Vítimas avaliaram que o valor de R$ 50 mil proposto está abaixo do que já foi pago em outras decisões judiciais do tipo

Pacientes que perderam a visão durante um mutirão de cirurgia de catarata em Itacuritinga, Pacientes que perderam a visão após, São Paulo, rejeitaram uma proposta de indenização do governo do estado. A oferta previa o pagamento de 50 mil reais para cada uma das 13 vítimas, valor considerado inferior ao de decisões anteriores em casos semelhantes.

Dona Francesca dos Reis de Pereira, Pacientes que perderam a visão após, 67 anos, perdeu a visão do olho direito e ainda precisa realizar a cirurgia no olho esquerdo. Ela passou por um transplante de córnea no olho direito no Hospital das Clínicas de Ribeirão Preto, procedimento realizado como alternativa para tentar reverter a perda causada no mutirão. Segundo ela, os médicos informaram que o estado era grave e que a cirurgia de emergência era necessária para evitar a perda do globo ocular.

A cirurgia inicial foi feita em outubro do ano passado no mutirão de catarata em Itacuritinga. Após o procedimento, Francesca apresentou incômodo crescente na visão. A paciente, residente em Ibaté, tem sido acompanhada pela filha, Luciana Garcia, que reclama da falta de apoio por parte do ambulatório médico onde ocorreu a cirurgia.

“O pessoal de Itacuritinga, que causou a lesão, não está oferecendo apoio. Recebemos apenas colírios esporádicos”, afirmou Luciana Garcia.

Proposta de indenização e ações judiciais

Os pacientes entraram com ações judiciais para reparação dos danos causados no mutirão. O governo do estado apresentou a proposta de indenização de 50 mil reais por vítima, que foi rejeitada pelos pacientes por ser considerada insuficiente. O pedido de pensão vitalícia feito pelos pacientes foi negado pelo estado paulista.

Contexto do mutirão e falhas identificadas: O mutirão ocorreu em 21 de outubro do ano passado no ambulatório médico de especialidades em Itacuritinga. Das 23 pessoas operadas, 13 perderam total ou parcialmente a visão.
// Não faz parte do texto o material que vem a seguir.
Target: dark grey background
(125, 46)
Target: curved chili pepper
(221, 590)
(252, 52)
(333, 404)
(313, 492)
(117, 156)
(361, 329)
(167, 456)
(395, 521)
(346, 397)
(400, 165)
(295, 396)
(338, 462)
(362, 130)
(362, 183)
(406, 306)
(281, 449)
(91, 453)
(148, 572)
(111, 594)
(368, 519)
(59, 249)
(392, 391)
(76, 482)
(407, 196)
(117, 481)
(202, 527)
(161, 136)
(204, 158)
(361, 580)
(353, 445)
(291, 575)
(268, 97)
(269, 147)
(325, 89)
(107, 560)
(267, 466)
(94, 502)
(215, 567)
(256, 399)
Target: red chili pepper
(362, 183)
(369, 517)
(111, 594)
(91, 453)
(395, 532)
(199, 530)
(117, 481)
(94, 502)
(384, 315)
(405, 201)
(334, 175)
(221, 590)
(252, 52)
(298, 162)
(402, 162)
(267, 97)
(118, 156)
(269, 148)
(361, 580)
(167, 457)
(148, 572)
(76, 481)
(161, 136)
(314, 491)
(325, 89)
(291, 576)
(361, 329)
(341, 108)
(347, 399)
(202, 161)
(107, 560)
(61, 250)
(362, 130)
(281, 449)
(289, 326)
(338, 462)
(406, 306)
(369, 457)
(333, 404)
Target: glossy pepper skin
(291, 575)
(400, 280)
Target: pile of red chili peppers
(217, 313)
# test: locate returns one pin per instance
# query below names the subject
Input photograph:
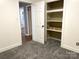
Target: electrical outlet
(77, 43)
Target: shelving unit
(54, 30)
(54, 19)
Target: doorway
(25, 21)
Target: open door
(70, 35)
(38, 21)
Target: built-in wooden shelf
(54, 20)
(55, 10)
(54, 38)
(54, 30)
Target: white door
(70, 35)
(38, 21)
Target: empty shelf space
(54, 20)
(54, 38)
(55, 30)
(55, 10)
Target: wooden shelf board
(54, 30)
(54, 38)
(56, 10)
(54, 20)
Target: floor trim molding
(9, 47)
(69, 48)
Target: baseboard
(69, 48)
(10, 47)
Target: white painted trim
(28, 34)
(10, 47)
(70, 48)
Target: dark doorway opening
(25, 21)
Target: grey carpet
(34, 50)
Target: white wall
(10, 33)
(70, 33)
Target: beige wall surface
(70, 33)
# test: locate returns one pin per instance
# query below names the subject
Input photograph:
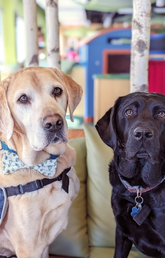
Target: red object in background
(156, 76)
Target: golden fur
(34, 219)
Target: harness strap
(38, 184)
(5, 147)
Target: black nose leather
(53, 123)
(143, 133)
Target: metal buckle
(21, 189)
(39, 184)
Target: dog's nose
(142, 133)
(53, 123)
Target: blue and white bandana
(12, 163)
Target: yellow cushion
(101, 222)
(74, 241)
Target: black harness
(38, 184)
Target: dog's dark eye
(161, 114)
(23, 99)
(57, 91)
(129, 112)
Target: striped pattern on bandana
(12, 163)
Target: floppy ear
(106, 130)
(6, 121)
(106, 126)
(74, 90)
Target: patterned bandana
(11, 163)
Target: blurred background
(95, 47)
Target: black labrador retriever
(135, 129)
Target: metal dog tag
(140, 217)
(3, 204)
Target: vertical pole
(30, 17)
(140, 45)
(52, 25)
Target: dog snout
(53, 123)
(143, 133)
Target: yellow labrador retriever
(33, 104)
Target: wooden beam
(30, 17)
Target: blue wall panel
(91, 56)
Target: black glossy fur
(135, 129)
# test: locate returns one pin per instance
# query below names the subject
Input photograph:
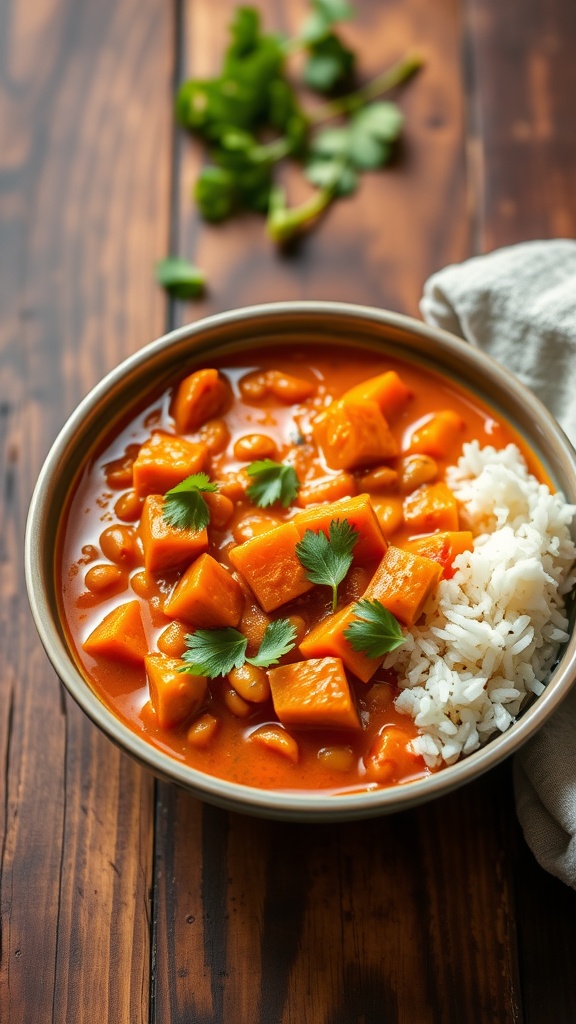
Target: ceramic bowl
(158, 365)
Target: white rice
(490, 635)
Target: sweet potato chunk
(167, 547)
(387, 390)
(359, 512)
(207, 596)
(271, 567)
(120, 636)
(199, 397)
(353, 433)
(442, 548)
(327, 488)
(328, 640)
(432, 507)
(438, 435)
(403, 584)
(174, 695)
(164, 461)
(314, 694)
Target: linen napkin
(519, 304)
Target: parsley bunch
(250, 119)
(215, 652)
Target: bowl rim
(295, 805)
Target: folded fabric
(519, 304)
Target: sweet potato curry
(237, 562)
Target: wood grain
(84, 208)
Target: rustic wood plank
(84, 186)
(523, 144)
(279, 923)
(523, 74)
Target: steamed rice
(491, 634)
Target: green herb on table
(273, 481)
(180, 279)
(184, 507)
(250, 118)
(327, 559)
(374, 631)
(215, 652)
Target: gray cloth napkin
(519, 304)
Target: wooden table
(123, 899)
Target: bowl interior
(132, 384)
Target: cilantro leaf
(184, 507)
(324, 14)
(274, 481)
(327, 559)
(279, 638)
(329, 64)
(374, 631)
(179, 278)
(214, 652)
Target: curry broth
(124, 689)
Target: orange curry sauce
(96, 577)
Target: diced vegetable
(173, 694)
(271, 567)
(207, 596)
(164, 461)
(388, 758)
(439, 435)
(314, 694)
(442, 548)
(327, 488)
(387, 390)
(120, 636)
(167, 547)
(328, 640)
(275, 738)
(199, 397)
(353, 433)
(360, 514)
(432, 507)
(403, 584)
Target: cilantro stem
(394, 76)
(284, 222)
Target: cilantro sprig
(179, 278)
(328, 558)
(184, 507)
(374, 631)
(215, 652)
(272, 482)
(250, 118)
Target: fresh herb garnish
(184, 507)
(327, 559)
(252, 98)
(374, 631)
(180, 279)
(215, 652)
(273, 481)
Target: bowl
(153, 369)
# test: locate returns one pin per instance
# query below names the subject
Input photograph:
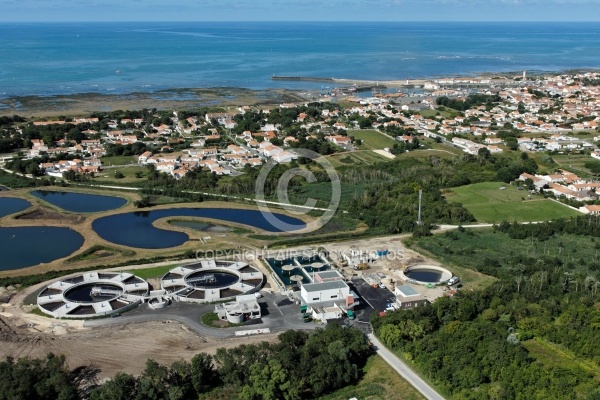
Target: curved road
(404, 370)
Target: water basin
(80, 202)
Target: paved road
(404, 370)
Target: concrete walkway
(404, 370)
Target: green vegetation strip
(489, 203)
(98, 251)
(372, 139)
(379, 382)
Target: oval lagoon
(11, 205)
(135, 229)
(80, 202)
(200, 226)
(27, 246)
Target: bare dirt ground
(123, 348)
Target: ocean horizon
(62, 58)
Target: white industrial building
(329, 297)
(244, 307)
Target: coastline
(78, 104)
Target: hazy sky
(299, 10)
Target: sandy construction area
(123, 348)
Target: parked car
(453, 281)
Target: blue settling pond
(424, 275)
(200, 226)
(11, 205)
(135, 229)
(22, 247)
(80, 202)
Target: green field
(488, 203)
(108, 175)
(432, 113)
(551, 354)
(484, 251)
(372, 139)
(574, 163)
(118, 160)
(425, 154)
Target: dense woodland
(300, 365)
(485, 344)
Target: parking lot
(371, 299)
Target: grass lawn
(118, 160)
(372, 139)
(477, 249)
(442, 147)
(379, 382)
(488, 203)
(353, 158)
(426, 154)
(551, 354)
(108, 175)
(574, 163)
(433, 113)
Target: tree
(269, 382)
(204, 375)
(121, 387)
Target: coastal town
(365, 273)
(554, 115)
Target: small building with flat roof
(244, 307)
(409, 297)
(328, 276)
(324, 291)
(329, 299)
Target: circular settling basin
(11, 205)
(93, 292)
(427, 274)
(135, 229)
(25, 246)
(211, 279)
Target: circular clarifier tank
(427, 274)
(93, 292)
(211, 279)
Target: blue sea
(66, 58)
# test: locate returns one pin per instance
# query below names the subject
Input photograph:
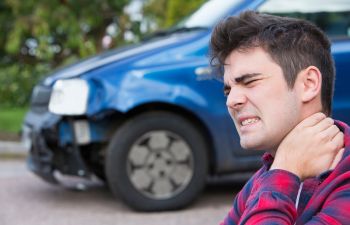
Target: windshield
(209, 13)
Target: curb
(9, 148)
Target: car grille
(40, 98)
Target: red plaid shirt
(278, 196)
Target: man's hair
(293, 44)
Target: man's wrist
(288, 168)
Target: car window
(333, 17)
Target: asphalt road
(25, 199)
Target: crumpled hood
(84, 66)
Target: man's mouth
(249, 121)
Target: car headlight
(69, 97)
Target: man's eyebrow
(246, 76)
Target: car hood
(89, 64)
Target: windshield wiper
(163, 33)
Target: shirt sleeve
(272, 199)
(240, 200)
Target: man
(278, 77)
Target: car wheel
(157, 161)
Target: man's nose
(236, 99)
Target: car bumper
(47, 158)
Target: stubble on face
(268, 109)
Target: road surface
(25, 199)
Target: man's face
(259, 101)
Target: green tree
(39, 35)
(166, 13)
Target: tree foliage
(39, 35)
(166, 13)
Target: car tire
(157, 161)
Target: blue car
(150, 119)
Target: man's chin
(251, 146)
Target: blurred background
(38, 36)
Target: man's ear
(310, 80)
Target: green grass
(11, 119)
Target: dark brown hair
(293, 44)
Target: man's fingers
(337, 158)
(330, 133)
(325, 124)
(312, 120)
(338, 140)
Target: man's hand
(312, 147)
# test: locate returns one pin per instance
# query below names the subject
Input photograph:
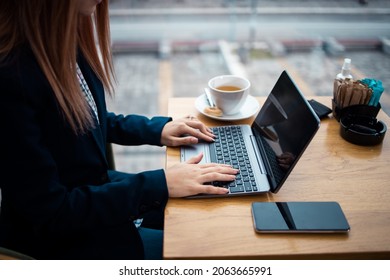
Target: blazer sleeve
(33, 191)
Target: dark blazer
(58, 196)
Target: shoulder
(21, 75)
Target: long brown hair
(55, 31)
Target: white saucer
(250, 107)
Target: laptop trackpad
(188, 152)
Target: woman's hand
(185, 179)
(185, 131)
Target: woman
(59, 200)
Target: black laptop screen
(284, 127)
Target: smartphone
(297, 217)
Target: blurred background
(171, 48)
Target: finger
(201, 130)
(211, 177)
(209, 189)
(196, 159)
(217, 167)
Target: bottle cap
(347, 64)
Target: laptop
(266, 151)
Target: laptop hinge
(268, 169)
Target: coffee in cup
(229, 92)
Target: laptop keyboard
(229, 148)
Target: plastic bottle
(345, 70)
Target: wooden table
(331, 169)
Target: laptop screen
(284, 128)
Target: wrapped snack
(377, 90)
(350, 92)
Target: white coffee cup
(229, 92)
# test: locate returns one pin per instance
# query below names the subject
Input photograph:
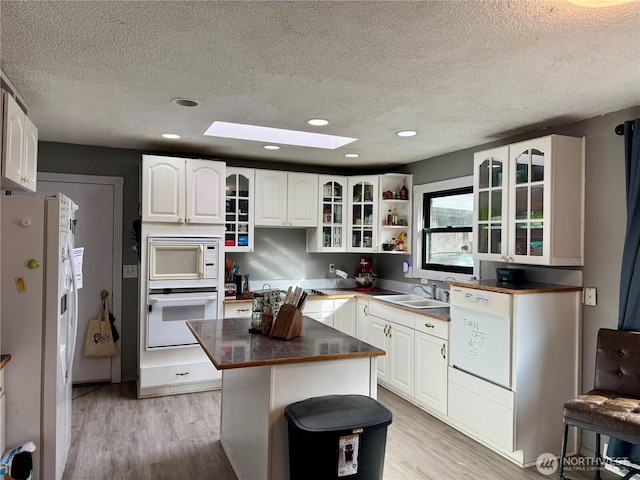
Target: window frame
(419, 222)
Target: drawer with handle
(432, 326)
(237, 310)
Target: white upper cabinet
(529, 202)
(286, 199)
(329, 235)
(205, 191)
(19, 147)
(363, 214)
(239, 196)
(179, 190)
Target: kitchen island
(262, 375)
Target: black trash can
(337, 436)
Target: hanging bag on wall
(99, 340)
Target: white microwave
(176, 259)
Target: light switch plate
(590, 296)
(129, 271)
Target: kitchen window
(444, 214)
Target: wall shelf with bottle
(329, 235)
(394, 221)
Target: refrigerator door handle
(74, 313)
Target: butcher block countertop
(336, 294)
(514, 288)
(228, 344)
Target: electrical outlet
(129, 271)
(590, 296)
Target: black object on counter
(337, 436)
(510, 275)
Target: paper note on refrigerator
(78, 256)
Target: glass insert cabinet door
(332, 214)
(238, 233)
(491, 203)
(528, 205)
(363, 212)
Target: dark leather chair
(613, 407)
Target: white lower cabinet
(417, 347)
(431, 370)
(395, 337)
(237, 310)
(401, 368)
(377, 336)
(320, 310)
(362, 320)
(344, 315)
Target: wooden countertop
(4, 359)
(514, 288)
(333, 294)
(228, 343)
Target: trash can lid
(337, 412)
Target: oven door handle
(182, 299)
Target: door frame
(116, 300)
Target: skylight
(276, 135)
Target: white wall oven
(184, 282)
(168, 311)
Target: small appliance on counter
(365, 278)
(510, 275)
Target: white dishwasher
(480, 334)
(480, 398)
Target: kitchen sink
(413, 301)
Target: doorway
(99, 231)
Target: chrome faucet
(428, 293)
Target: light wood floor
(116, 436)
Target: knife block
(288, 323)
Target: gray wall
(286, 257)
(79, 159)
(280, 254)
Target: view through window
(447, 232)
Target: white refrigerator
(39, 325)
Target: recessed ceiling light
(319, 122)
(276, 135)
(407, 133)
(185, 102)
(598, 3)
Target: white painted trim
(416, 257)
(116, 300)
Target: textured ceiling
(462, 73)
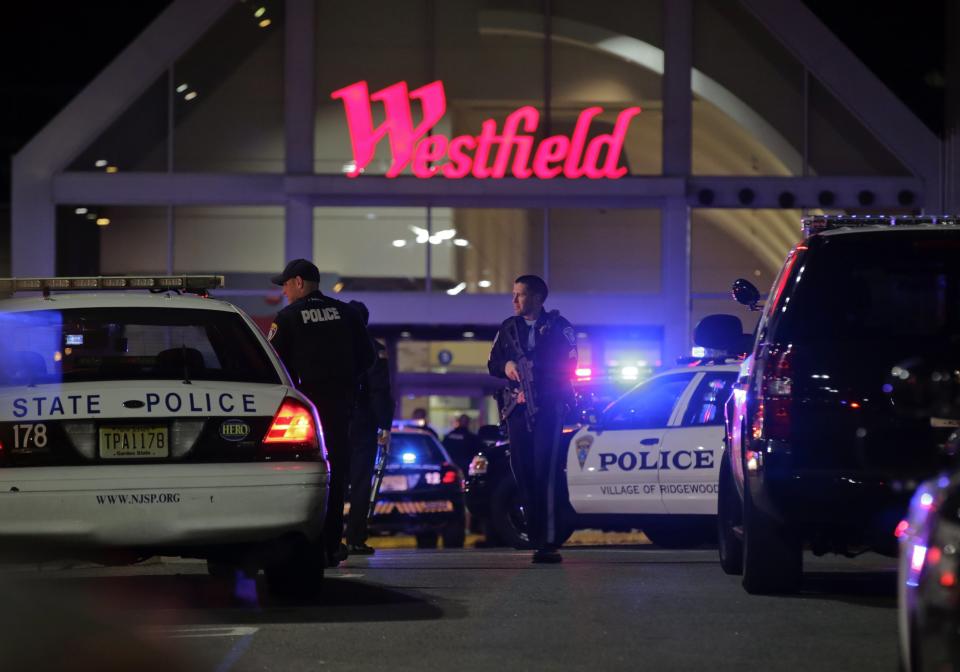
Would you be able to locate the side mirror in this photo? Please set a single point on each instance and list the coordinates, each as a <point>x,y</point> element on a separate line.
<point>922,388</point>
<point>746,293</point>
<point>721,332</point>
<point>490,434</point>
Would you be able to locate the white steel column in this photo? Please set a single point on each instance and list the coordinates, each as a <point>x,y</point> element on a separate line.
<point>675,214</point>
<point>299,121</point>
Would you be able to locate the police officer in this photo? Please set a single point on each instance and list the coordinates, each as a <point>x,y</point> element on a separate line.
<point>462,444</point>
<point>375,408</point>
<point>536,351</point>
<point>325,347</point>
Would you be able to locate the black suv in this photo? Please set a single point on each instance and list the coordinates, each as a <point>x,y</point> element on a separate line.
<point>817,450</point>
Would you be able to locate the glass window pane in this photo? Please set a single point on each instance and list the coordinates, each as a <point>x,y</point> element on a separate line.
<point>748,96</point>
<point>649,406</point>
<point>582,258</point>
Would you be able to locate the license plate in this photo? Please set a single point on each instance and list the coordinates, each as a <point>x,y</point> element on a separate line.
<point>134,442</point>
<point>393,484</point>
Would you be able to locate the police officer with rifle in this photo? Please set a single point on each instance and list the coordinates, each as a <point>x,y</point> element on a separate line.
<point>325,346</point>
<point>536,351</point>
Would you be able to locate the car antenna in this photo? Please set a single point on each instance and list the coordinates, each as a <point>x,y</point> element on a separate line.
<point>186,370</point>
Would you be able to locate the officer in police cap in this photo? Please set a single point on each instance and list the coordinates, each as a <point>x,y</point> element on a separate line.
<point>536,351</point>
<point>374,414</point>
<point>325,346</point>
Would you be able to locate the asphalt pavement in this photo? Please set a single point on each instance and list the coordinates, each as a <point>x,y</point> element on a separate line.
<point>609,608</point>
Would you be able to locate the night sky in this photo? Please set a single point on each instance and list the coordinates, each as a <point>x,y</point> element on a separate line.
<point>51,50</point>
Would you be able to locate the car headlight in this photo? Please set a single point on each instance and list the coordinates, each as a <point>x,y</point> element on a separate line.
<point>478,466</point>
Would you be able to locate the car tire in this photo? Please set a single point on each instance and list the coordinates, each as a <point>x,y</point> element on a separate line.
<point>300,572</point>
<point>676,534</point>
<point>506,516</point>
<point>729,516</point>
<point>427,540</point>
<point>772,552</point>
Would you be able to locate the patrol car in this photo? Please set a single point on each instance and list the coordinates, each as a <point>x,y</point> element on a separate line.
<point>156,422</point>
<point>422,490</point>
<point>819,451</point>
<point>648,461</point>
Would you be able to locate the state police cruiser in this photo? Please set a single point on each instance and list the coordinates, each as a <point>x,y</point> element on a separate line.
<point>325,347</point>
<point>537,352</point>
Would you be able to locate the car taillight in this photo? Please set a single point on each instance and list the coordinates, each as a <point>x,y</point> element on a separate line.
<point>451,475</point>
<point>773,421</point>
<point>295,428</point>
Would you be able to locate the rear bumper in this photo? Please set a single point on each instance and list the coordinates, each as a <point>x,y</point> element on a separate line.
<point>159,506</point>
<point>415,511</point>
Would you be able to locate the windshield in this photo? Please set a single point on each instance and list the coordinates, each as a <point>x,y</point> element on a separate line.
<point>103,344</point>
<point>884,286</point>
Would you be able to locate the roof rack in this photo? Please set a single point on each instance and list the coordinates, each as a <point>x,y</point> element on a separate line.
<point>196,284</point>
<point>819,223</point>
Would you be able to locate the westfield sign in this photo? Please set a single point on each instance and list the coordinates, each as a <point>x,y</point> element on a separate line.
<point>491,154</point>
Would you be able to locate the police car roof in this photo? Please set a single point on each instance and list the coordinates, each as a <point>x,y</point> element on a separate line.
<point>131,299</point>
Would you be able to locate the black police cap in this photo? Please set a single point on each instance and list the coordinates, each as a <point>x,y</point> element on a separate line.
<point>298,267</point>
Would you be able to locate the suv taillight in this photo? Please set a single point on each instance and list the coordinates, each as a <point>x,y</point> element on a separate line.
<point>295,429</point>
<point>776,395</point>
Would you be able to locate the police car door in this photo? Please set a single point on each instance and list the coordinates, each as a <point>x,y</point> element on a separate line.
<point>612,466</point>
<point>690,451</point>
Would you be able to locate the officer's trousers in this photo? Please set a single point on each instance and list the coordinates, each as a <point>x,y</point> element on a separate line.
<point>363,455</point>
<point>538,467</point>
<point>335,420</point>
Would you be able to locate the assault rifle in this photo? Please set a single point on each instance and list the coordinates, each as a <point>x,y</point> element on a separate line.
<point>527,380</point>
<point>383,452</point>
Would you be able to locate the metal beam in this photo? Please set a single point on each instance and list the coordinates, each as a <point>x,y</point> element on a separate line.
<point>856,87</point>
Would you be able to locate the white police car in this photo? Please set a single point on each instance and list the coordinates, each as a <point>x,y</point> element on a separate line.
<point>142,423</point>
<point>651,458</point>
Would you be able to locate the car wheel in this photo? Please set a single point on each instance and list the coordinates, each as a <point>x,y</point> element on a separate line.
<point>729,516</point>
<point>427,540</point>
<point>772,552</point>
<point>300,572</point>
<point>506,514</point>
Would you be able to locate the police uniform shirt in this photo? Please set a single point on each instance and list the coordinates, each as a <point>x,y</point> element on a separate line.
<point>324,345</point>
<point>554,351</point>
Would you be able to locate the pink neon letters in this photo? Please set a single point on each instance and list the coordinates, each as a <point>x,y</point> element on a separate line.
<point>467,155</point>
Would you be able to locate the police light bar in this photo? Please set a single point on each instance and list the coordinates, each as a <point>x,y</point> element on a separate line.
<point>185,283</point>
<point>820,223</point>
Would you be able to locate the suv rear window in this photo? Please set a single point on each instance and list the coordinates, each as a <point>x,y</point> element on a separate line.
<point>875,286</point>
<point>101,344</point>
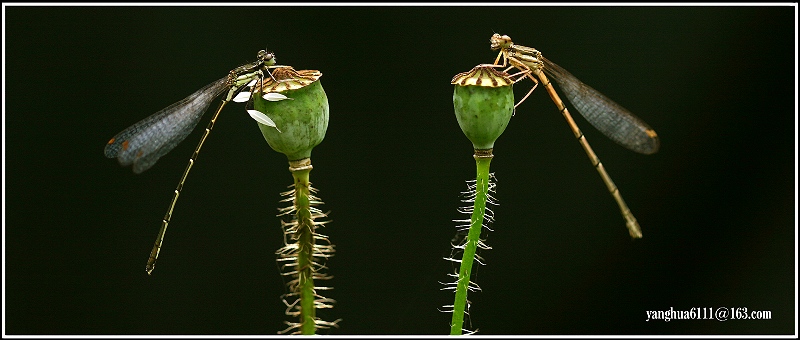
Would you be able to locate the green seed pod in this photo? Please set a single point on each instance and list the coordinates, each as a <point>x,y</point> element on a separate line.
<point>484,102</point>
<point>298,108</point>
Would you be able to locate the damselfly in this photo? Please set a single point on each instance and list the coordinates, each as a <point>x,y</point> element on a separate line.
<point>143,143</point>
<point>613,120</point>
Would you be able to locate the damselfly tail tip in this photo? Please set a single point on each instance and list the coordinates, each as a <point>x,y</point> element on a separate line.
<point>634,229</point>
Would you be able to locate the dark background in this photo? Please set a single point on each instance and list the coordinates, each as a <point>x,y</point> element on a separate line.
<point>715,204</point>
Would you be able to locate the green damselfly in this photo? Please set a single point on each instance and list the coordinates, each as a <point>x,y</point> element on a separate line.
<point>143,143</point>
<point>613,120</point>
O ambulatório é administrado pelo grupo Santa Casa de Franca, que assumiu o erro no uso de medicamentos durante o mutirão. Em vez do soro, foi aplicado nos olhos dos pacientes um antisséptico destinado ao uso na pele para eliminar bactérias.

Em resposta, a Secretaria de Estado da Saúde cancelou o contrato com o grupo Santa Casa de Franca, afastou a equipe médica responsável e suspendeu esse tipo de atendimento no local. Em fevereiro deste ano, os pacientes foram encaminhados ao Hospital das Clínicas de Ribeirão Preto para atendimento especializado, onde cada caso tem sido estudado em busca de alternativas para tentar recuperar a visão.

Irregularidades no centro cirúrgico: O Ministério Público identificou pelo menos seis falhas no centro cirúrgico de Itacuritinga, incluindo a ausência de sistema de ventilação, problemas na limpeza da cadeira usada pelo médico e uso inadequado de antissépticos.

Dona Ângela, moradora de Monte Alto, também é vítima do mutirão. Ela perdeu a visão do olho esquerdo e tem glaucoma no olho direito, com apenas 20% da visão preservada. Avaliações médicas indicaram que o dano é irreversível. A sobrinha de Ângela, Priscila Verone, acompanha o tratamento e relata dificuldades no fornecimento contínuo dos colírios prescritos.

“A médica receitou três colírios, mas só entregaram um frasco. Para receber os próximos, é necessário passar por nova consulta, que só ocorrerá em julho”, explicou Priscila.

Informações adicionais

O grupo Santa Casa de Franca informou, por meio de nota, que não responde mais pela administração do ambulatório de Itacuritinga. A Secretaria de Estado da Saúde afirmou que todas as receitas são atendidas conforme recomendação médica e que os pacientes são acompanhados pelo Hospital das Clínicas. A Procuradoria do Estado está atuando para viabilizar a indenização dos pacientes.

Veja também

Conteúdos

Reportar um erro

Comunique à equipe do Portal da CBN Ribeirão Preto, erros de informação, de português ou técnicos encontrados neste texto.